Similarly, U.S. Supreme Court Justice Black, in 1943 decided: "We think the judgment (against two tract distributors) must be reversed because the Dallas ordinance denies the appellant (the wrongfully accused woman) the freedom of press and religion guaranteed to her by the First and Fourteenth Amendments of the federal Constitution...One who is rightfully on a street which the state has left open to the public carries with him there, as elsewhere, the constitutional right to express his views in an orderly fashion. This right extends to the communication of ideas by handbills and literature, as well as the spoken word."
LOUD SPEAKERS PERMITTED
The U.S. Supreme Court, 6/7/48, "Saia vs. NY." Legalized use of loud speakers in public places. Cities may, by local ordinances, control excessive noise, and time and place (public places like parks should be left open) but cannot ban loudspeakers, or censor "annoying ideas." This is your constitutional right, and the Supreme Court said that no local police should make persons lose time in court to prove a right which is already theirs.

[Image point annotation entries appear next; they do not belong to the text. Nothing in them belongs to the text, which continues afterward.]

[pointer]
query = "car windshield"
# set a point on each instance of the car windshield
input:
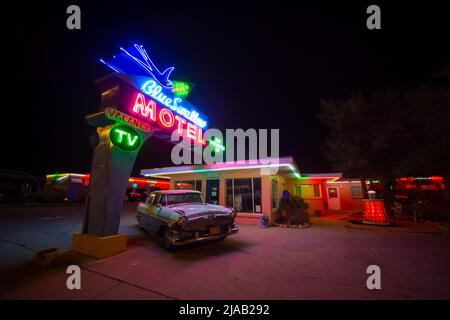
(184, 198)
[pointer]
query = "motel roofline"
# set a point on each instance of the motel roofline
(287, 164)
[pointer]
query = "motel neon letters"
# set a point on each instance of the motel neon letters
(149, 109)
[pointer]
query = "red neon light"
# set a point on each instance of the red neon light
(374, 212)
(200, 137)
(181, 122)
(166, 118)
(144, 109)
(162, 118)
(191, 131)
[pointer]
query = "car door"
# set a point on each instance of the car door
(149, 216)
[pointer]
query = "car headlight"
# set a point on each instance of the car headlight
(182, 220)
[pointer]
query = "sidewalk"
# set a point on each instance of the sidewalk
(327, 261)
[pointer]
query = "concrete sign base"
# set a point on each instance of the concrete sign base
(111, 169)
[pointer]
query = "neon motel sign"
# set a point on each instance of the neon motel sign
(135, 64)
(165, 118)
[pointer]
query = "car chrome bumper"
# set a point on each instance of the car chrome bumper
(174, 240)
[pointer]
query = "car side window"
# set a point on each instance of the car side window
(161, 200)
(150, 200)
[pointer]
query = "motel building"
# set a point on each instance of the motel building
(254, 188)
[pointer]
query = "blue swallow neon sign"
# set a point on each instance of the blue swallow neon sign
(142, 65)
(135, 66)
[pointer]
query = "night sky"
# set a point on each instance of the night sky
(254, 66)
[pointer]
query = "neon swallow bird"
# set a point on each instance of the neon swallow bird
(161, 77)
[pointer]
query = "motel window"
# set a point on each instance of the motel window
(151, 199)
(356, 191)
(274, 194)
(306, 191)
(189, 185)
(244, 195)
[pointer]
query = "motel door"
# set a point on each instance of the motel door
(212, 191)
(334, 200)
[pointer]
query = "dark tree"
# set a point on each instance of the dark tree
(391, 132)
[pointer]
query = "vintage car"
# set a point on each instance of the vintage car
(181, 217)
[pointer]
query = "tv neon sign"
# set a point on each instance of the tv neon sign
(125, 138)
(159, 93)
(217, 144)
(166, 119)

STREET MEETINGS: NO PERMIT NEEDED ACCORDING TO U.S. SUPREME COURT
Justice Roberts, U.S. Supreme Court, in Nov. 1939 decided: "The freedom of speech and of the press secured by the First Amendment against abridgment by the U.S. is similarly secured to all persons by the Fourteenth Amendment, Section One, against abridgment by a state. Although a municipality may enact regulations in the interest of the public safety, health, welfare, or convenience.
These may not abridge the individual liberties secured by the constitution to those who wish to speak, write, print, or circulate information or opinions. We hold a municipality cannot require all who wish to disseminate ideas to present them first to police authorities for their consideration and approval." Justice Black in 1946, also similarly held these rights also extend to company owned towns and Federal Villages.
U.S. Supreme Court Justice Douglas on 7/22/48 held that "subjecting the right to hold street meetings to the discretion of city officials, or the payment of a fee, interfered with the constitutional rights of free speech and free assembly."
Amendment 1 (Adopted 1791)
Congress shall make no law respecting an establishment of religion, or prohibiting the free exercise thereof; or abridging the freedom of speech, or of the press; or the right of the people to peaceably assemble, and to petition the Government for a redress of grievances.
Amendment 14 Section 1 (Adopted 1868)
All persons born or naturalized in the United States and subject to the jurisdiction thereof, are citizens of the United States and of the state wherein they reside. No State shall make or enforce any law which shall abridge the privileges or immunities of citizens of the United States; nor shall any State deprive any persons of life, liberty, property, without due process of law; nor deny to any person within its jurisdiction the equal protection of the laws.